The Gospel According to Peanuts
- First edition
- Author: Robert L. Short
- Illustrator: Charles M. Schulz
- Cover artist: Charles M. Schulz
- Language: English
- Subject: Religion
- Publisher: John Knox Press
- Publication date: 1965
- Publication place: United States
- Media type: Print
- Followed by: The Parables of Peanuts

= The Gospel According to Peanuts =

Book by Robert L. Short

The Gospel According to Peanuts is a 1965 book written by Robert L. Short about Charles M. Schulz's Peanuts comic strip. The book is based on Short's use of the Peanuts characters to illustrate his lectures about the Christian Gospel.

The book was a best seller and sold over 10 million copies. Summary:

While Charlie Brown, Snoopy, Lucy, Linus, and the rest of the Peanuts gang have enjoyed the kind of success most cartoon characters can only dream about—becoming pop culture icons of the highest order and entering the global consciousness practically as family members—Robert Short's The Gospel According to Peanuts also has found a place in the hearts of many readers....

A 35th anniversary edition of 130 pages was released by Westminster John Knox Press in 2000, with a "new cover, a new interior design, and a new foreword by Martin E. Marty."

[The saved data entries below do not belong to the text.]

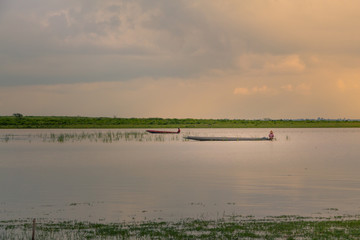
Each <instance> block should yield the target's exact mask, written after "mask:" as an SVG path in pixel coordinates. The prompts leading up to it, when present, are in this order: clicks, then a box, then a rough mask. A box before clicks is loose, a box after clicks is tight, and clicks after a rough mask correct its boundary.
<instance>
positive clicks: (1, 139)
mask: <svg viewBox="0 0 360 240" xmlns="http://www.w3.org/2000/svg"><path fill="white" fill-rule="evenodd" d="M180 139H181V140H182V137H181V136H179V135H177V134H176V135H175V134H173V135H166V136H165V135H162V134H150V133H147V132H145V131H107V132H102V131H99V132H80V133H69V132H68V133H66V132H64V133H41V134H33V135H31V134H28V135H23V136H20V135H15V134H5V135H3V136H0V142H11V141H19V140H22V141H24V140H25V141H29V142H31V141H42V142H53V143H55V142H57V143H66V142H81V141H89V142H103V143H113V142H119V141H125V142H130V141H137V142H150V141H155V142H165V141H178V140H180Z"/></svg>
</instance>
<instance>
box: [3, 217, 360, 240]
mask: <svg viewBox="0 0 360 240" xmlns="http://www.w3.org/2000/svg"><path fill="white" fill-rule="evenodd" d="M31 234H32V219H27V220H14V221H0V238H3V239H30V236H31ZM359 238H360V218H359V216H335V217H329V218H311V217H309V218H306V217H300V216H279V217H267V218H263V219H255V218H253V217H252V216H247V217H242V216H232V217H229V218H226V219H225V218H222V219H217V220H202V219H184V220H179V221H174V222H164V221H143V222H131V223H126V222H122V223H92V222H81V221H58V222H54V221H50V220H44V219H39V220H37V225H36V238H35V239H359Z"/></svg>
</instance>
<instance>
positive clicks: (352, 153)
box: [0, 129, 360, 221]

A sequel, The Parables of Peanuts, was written by Short in 1968. It was reissued in 2002 by HarperCollins Publishers. Summary:

...[T]his contemporary case for vigorous Christian faith—profusely illustrated by Charles Schulz‘s delightful Peanuts cartoon strips—sheds more light on the Christian faith and how it is to be lived than many more "serious" theological works, with hundreds of cartoons featuring your favorite Peanuts characters Charlie Brown, Lucy, Linus, And of course, Snoopy (including the earliest Red Baron strips). This book‘s wise observations are as timeless as they are timely. "Short... succeeds in making theology enjoyable." —Christian Century "... a real delight from beginning to end. I could not possibly be more pleased." —Charles Schulz, creator of Peanuts."

About 25 years after the publication of the book, Short became a Presbyterian minister.